Eine Fahrt mit der historischen Flåmsbana ist nicht nur für Eisenbahnfans ein absolutes Highlight. Die 20 km lange Trasse von Flåm bis Myrdal zählt zu den spektakulärsten Bahnstrecken Europas, in technischer wie landschaftlicher Hinsicht. Vom Ufer des lieblichen Aurlandsfjords geht es in vielen Windungen durch das enge, wildromantische Flåmsdal zur Hochgebirgsstation Myrdal hinauf, die in 866 m Höhe liegt: Das bedeutet eine durchschnittliche Steigung von 5,5 Prozent und damit Weltrekord für Eisenbahnen auf Normalschiene. An den schönsten Aussichtspunkten der Strecke wird extra langsam gefahren oder sogar gestoppt, u.a. bei zwei der höchsten Wasserfälle Norwegens, dem 310 m hohen Rjoandefoss und dem 225 m hohen Kjosfoss.

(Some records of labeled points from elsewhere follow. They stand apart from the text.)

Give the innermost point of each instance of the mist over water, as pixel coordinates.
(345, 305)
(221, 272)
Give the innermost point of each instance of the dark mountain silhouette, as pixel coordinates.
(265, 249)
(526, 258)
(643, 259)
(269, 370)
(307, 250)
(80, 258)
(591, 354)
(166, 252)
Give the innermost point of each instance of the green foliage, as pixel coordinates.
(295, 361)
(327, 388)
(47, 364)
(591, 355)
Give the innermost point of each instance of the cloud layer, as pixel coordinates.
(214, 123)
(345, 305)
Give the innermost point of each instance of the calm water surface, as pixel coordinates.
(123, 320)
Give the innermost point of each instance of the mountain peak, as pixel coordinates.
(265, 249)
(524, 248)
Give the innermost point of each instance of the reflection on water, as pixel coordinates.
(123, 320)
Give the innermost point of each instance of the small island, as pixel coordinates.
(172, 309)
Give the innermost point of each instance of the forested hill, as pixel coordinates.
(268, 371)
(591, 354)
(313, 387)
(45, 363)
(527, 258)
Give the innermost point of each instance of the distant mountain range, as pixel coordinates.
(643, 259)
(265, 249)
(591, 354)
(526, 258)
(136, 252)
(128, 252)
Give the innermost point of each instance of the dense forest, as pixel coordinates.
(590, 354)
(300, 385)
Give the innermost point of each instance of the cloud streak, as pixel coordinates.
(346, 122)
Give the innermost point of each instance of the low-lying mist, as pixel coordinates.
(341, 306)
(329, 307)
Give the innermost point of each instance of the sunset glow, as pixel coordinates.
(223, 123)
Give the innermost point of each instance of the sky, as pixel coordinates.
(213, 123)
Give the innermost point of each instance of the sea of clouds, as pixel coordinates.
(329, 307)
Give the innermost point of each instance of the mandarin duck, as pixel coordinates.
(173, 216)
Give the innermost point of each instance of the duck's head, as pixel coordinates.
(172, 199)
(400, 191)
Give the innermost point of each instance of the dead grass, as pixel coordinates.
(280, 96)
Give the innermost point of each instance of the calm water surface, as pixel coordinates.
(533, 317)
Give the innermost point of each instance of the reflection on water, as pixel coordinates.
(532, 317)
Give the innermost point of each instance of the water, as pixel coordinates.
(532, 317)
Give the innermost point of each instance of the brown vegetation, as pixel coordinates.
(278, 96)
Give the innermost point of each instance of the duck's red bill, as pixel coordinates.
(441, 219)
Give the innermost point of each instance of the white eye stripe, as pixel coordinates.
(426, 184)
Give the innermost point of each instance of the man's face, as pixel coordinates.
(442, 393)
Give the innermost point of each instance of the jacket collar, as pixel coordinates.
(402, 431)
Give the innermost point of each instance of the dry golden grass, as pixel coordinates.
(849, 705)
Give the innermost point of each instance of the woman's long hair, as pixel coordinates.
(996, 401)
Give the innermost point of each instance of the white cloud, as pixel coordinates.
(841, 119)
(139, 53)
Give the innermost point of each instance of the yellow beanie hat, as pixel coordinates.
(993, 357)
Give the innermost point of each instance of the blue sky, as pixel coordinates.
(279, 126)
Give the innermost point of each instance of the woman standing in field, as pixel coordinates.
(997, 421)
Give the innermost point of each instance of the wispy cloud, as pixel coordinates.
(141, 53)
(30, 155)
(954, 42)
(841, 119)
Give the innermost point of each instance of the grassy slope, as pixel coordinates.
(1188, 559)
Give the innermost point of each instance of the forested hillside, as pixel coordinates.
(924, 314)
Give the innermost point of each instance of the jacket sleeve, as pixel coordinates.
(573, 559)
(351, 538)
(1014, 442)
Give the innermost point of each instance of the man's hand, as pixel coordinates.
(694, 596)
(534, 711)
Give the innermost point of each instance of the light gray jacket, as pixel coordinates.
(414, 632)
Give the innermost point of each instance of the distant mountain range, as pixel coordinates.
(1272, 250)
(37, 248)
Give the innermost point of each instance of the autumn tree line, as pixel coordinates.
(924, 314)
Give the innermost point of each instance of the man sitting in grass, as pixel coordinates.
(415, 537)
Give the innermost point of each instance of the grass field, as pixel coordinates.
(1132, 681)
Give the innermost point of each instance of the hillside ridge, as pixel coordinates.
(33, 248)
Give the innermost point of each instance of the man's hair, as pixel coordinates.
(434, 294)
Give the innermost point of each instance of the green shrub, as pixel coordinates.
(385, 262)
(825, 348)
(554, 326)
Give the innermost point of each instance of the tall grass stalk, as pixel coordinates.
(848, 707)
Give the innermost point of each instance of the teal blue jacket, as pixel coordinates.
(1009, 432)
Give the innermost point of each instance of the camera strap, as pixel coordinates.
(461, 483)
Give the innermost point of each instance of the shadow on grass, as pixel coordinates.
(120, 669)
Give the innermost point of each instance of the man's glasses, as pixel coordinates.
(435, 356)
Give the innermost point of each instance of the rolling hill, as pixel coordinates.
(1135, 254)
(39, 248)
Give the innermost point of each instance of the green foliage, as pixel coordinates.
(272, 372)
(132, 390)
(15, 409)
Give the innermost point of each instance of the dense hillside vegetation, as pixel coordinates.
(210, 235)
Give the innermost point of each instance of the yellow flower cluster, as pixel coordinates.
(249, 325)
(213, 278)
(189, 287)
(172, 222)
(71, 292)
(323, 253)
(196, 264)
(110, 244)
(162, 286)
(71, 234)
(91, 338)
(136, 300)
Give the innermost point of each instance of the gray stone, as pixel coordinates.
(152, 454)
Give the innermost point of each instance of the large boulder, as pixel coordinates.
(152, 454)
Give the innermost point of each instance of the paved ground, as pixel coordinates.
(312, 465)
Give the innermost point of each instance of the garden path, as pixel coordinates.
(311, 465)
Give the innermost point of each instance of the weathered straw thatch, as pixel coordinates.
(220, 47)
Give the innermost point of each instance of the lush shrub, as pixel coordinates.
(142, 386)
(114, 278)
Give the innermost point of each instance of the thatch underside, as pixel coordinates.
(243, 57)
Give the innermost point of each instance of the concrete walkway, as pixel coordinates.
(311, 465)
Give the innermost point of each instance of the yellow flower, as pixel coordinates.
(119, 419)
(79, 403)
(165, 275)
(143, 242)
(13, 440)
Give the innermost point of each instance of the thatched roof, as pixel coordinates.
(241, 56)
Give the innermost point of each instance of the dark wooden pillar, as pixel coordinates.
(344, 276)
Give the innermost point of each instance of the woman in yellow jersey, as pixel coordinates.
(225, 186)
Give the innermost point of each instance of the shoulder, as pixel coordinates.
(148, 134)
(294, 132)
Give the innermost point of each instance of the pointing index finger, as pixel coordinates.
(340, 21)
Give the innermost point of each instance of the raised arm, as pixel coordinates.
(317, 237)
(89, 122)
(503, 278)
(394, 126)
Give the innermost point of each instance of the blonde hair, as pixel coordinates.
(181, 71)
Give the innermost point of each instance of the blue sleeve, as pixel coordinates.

Etwa 1 km westlich von Foss bildet Finnesloftet einen besonderen Anziehungspunkt für kulturhistorisch Interessierte. Das solide zweistöckige Holzhaus wurde im Jahr 1295 errichtet und ist damit zweifellos das älteste profane Wohngebäude Norwegens. Sowohl die Konstruktion als auch Schmuckelemente erinnern an die norwegischen Stabkirchen, die ebenfalls in dieser Zeit entstanden. Die große mittelalterliche Halle ist im Rahmen von Führungen zu besichtigen, sie dient zudem als Veranstaltungsort kultureller Events.
Unscheinbar wirkt die aus Steinen in unterschiedlichen Grau- und Weißtönen um 1270 erbaute Vosser Vangskyrkja, deren mächtiger dunkler Turm über den Bäumen des sie umgebenden Friedhofs aufragt. Ihr schlichtes Inneres besticht durch die Holzschnitzereien der Kirchenbänke und der Kanzel. Das steinerne Olavskreuz in der Nähe der Kirche soll vom hl. Olav höchstpersönlich 1023 hier aufgestellt worden sein.
Die Seilbahn bringt Sie nicht nur im Winter zu den Skipisten, sondern auch im Sommer auf den Berg. Am besten nehmen Sie die Seilbahn auf den Vosser Hausberg Hangursnolten und genießen das Panorama von der Aussichtsterrasse der Cafeteria aus. Wem der Sinn nach Höherem steht, kann mit dem Sessellift noch eine Etage höher schweben, nämlich auf den Hangurstoppen hinauf. Dort oben findet er eine große Auswahl an markierten Wanderwegen übers Fjell.
Etwa 7 km östlich von Eidfjord befindet sich gleich neben der RV 7 einer der spektakulärsten Wasserfälle Norwegens, der Vøringfoss. Durch das Sima-Wasserkraftwerk, das zweitgrößte Norwegens, wurde dieser jedoch eines Großteils seines Wassers beraubt. Dank eines Abkommens mit den Werksbetreibern lohnt sich der Besuch des Wasserfalls zumindest in den Sommermonaten von Juni bis Mitte September. Denn in dieser Zeit erhält der Vøringfoss mehr Wasser, das mit großem Getöse 182 m in die Tiefe in das enge Måbøtal hinunterstürzt. Den besten Fotoblick bietet das etwas höher als der Parkplatz gelegene Fossli Hotel. Zum Fuß des Wasserfalls hingegen kann man auf einem uralten Saumpfad mit fast 1300 Steinstufen und 125 Kehren hinabsteigen.